Lord Robertson is Chairman of Cable & Wireless International. He was
Secretary General of NATO from 1999-2003 and Defence Secretary of the United
Kingdom from 1997-1999. He was Member of Parliament for Hamilton and the
Hamilton South Constituencies from 1978-1999.
From 1969-1978 he was Scottish Organiser with the GMB trade union
responsible for the Scottish Whisky industry. In 1978 he was elected to
parliament for the Hamilton constituency in Lanarkshire . He was Parliamentary
Private Secretary to the Social Services Secretary in 1979 and from 1979-1993
he held senior opposition roles including 11 years on Foreign Affairs and in
particular Europe.
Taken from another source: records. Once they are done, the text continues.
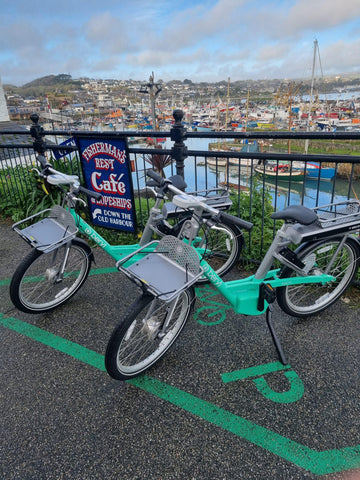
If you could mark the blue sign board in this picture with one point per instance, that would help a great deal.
(107, 170)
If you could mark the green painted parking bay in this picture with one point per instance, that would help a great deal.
(315, 407)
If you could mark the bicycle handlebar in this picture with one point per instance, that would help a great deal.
(236, 221)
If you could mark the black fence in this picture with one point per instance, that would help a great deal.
(241, 161)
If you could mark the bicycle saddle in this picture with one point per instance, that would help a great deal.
(297, 214)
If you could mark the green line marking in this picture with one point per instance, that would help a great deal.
(320, 463)
(253, 371)
(295, 392)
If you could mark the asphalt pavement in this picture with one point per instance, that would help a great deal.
(218, 406)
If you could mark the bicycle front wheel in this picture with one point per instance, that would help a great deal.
(309, 299)
(44, 281)
(147, 331)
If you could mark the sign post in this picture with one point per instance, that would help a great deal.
(106, 168)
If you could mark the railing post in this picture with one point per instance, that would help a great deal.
(177, 135)
(37, 132)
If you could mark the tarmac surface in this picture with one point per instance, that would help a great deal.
(219, 405)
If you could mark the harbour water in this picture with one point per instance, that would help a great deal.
(200, 176)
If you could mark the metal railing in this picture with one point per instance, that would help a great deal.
(201, 167)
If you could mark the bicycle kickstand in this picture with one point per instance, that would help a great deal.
(275, 338)
(266, 292)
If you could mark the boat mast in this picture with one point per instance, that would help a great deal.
(227, 104)
(311, 94)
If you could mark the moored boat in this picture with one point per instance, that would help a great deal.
(280, 172)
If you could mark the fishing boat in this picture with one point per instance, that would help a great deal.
(246, 162)
(314, 169)
(281, 171)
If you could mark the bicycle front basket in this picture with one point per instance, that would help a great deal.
(172, 267)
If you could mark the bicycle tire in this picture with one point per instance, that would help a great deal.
(137, 342)
(309, 299)
(221, 244)
(35, 286)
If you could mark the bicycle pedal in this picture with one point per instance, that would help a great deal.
(266, 293)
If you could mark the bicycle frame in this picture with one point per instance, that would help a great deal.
(244, 294)
(117, 252)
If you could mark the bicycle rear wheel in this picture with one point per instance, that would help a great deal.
(147, 331)
(309, 299)
(37, 285)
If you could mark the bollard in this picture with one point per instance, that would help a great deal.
(177, 135)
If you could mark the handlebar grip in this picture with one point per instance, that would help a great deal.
(95, 195)
(236, 221)
(43, 161)
(158, 179)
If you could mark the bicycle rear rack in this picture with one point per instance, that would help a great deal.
(171, 268)
(56, 227)
(333, 219)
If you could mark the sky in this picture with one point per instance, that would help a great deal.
(200, 40)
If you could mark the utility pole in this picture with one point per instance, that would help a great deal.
(153, 89)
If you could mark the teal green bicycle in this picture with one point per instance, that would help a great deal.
(59, 262)
(311, 277)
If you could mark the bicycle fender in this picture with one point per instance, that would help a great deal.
(83, 244)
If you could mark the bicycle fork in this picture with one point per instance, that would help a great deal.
(56, 275)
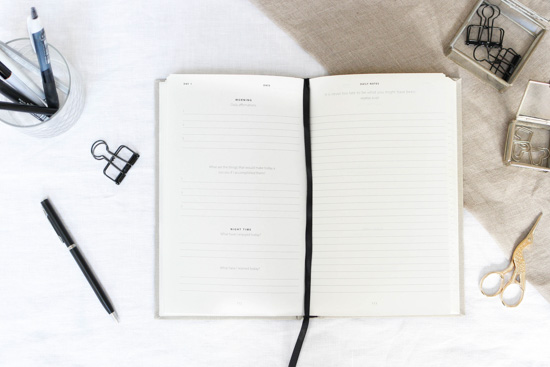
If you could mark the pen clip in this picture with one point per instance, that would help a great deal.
(56, 229)
(29, 25)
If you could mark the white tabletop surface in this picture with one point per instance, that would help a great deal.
(49, 316)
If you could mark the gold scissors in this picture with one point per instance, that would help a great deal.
(517, 267)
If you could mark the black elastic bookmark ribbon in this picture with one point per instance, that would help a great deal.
(309, 223)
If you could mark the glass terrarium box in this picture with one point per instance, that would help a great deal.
(528, 140)
(496, 41)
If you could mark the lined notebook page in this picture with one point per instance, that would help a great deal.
(385, 195)
(232, 196)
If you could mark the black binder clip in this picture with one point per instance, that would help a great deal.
(120, 162)
(485, 33)
(502, 61)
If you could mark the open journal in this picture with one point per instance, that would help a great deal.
(385, 202)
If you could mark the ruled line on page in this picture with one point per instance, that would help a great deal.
(217, 291)
(241, 183)
(239, 114)
(271, 150)
(241, 121)
(235, 128)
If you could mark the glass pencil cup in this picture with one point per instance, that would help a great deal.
(70, 90)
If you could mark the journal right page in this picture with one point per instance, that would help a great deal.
(387, 199)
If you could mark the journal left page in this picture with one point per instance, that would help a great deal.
(232, 196)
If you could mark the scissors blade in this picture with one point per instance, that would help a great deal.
(532, 231)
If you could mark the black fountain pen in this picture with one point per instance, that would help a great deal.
(65, 237)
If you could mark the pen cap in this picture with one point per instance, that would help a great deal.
(70, 90)
(56, 223)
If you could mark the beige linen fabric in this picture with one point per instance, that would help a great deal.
(397, 36)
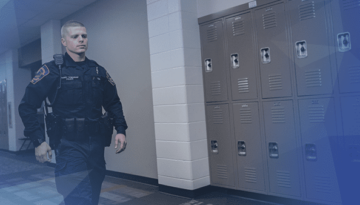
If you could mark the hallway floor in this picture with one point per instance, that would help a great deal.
(23, 181)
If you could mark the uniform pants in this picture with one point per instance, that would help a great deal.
(80, 171)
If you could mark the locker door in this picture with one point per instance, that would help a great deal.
(214, 69)
(240, 52)
(347, 41)
(311, 47)
(220, 145)
(281, 147)
(318, 123)
(273, 51)
(248, 139)
(4, 139)
(350, 110)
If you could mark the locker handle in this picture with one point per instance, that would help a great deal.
(310, 152)
(344, 42)
(301, 49)
(214, 146)
(208, 65)
(241, 148)
(273, 150)
(234, 58)
(265, 55)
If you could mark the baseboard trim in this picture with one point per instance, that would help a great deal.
(145, 180)
(185, 192)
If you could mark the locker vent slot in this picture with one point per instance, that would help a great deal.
(283, 179)
(307, 11)
(245, 116)
(238, 27)
(218, 117)
(323, 184)
(354, 74)
(269, 20)
(212, 34)
(243, 85)
(316, 113)
(222, 172)
(351, 4)
(215, 88)
(313, 78)
(278, 114)
(275, 82)
(250, 175)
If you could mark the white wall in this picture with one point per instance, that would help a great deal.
(206, 7)
(118, 40)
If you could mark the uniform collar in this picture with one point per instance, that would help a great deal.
(70, 62)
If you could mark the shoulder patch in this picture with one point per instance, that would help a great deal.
(110, 79)
(40, 74)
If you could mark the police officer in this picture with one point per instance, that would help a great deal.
(78, 92)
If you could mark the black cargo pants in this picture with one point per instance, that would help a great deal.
(80, 170)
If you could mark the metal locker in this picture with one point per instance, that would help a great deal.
(240, 52)
(283, 166)
(4, 138)
(311, 46)
(214, 69)
(248, 140)
(318, 123)
(350, 110)
(273, 51)
(346, 38)
(220, 143)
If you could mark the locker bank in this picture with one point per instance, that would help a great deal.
(260, 99)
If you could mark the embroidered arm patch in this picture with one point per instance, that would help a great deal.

In 1993 he was elected to the Shadow Cabinet and served as
Principal opposition spokesman on Scottish Affairs.
He was Chairman of the Scottish Labour Party in 1977 and served on the Board
of the Scottish Development Agency and was a governor of the Scottish Police
College.
After the 1997 General Election he was appointed Defence Secretary by Prime
Minister Blair and was responsible for carrying through the Strategic Defence
Review and for leading the military campaign in Iraq in 1998 and Kosovo in
1999.
In October 1999 he was appointed 10th Secretary General of NATO and elevated
to the House of Lords. His time at NATO coincided with the 11 September attacks
on the US, the first invoking of Article 5 of the North Atlantic Treaty, the
crisis in Macedonia, the creation of the NATO/Russian Council and NATO's
assumption of the stablisation role in Afghanistan. He chaired the NATO Summit
in Prague in 2002, which invited seven new countries into the Alliance.
Lord Robertson was appointed to Her Majesty's Privy Council in 1997,
appointed by the Queen as a Knight of the Thistle (KT) and awarded the GCMG
(Knight Grand Cross of the Order of St Michael and St George) in 2004. He
received the US Presidential Medal of Freedom in November 2003 from President
George W Bush. He has been awarded the highest national honours from Italy,
Germany, Spain, Portugal, The Netherlands, Belgium, Hungary, Luxembourg,
Lithuania, Romania, Bulgaria, Croatia, Poland, Ukraine, Slovakia and Estonia.
He was elected an Honorary Fellow of the Royal Society of Edinburgh (hon FRSE)
in February 2003 and has honorary doctorates from Dundee, St Andrews, Bradford,
Cranfield and Glasgow Caledonian Universities as well as from Baku State
University, Azerbaijan and The French University, Armenia.
He is a Non Executive Director of the Weir Group plc and the Smiths Group
plc, a Strategic Advisor to the Royal Bank of Canada Europe, BP plc and on the
Advisory Board of Englefield Capital and is Senior Counsel to the Cohen Group
(USA). He is joint President of the Royal Institute of Institutional Affairs,
an Elder Brother of Trinity House, is Chairman of the John Smith Memorial Trust
and Honorary Regimental Colonel of the London Scottish (Volunteers).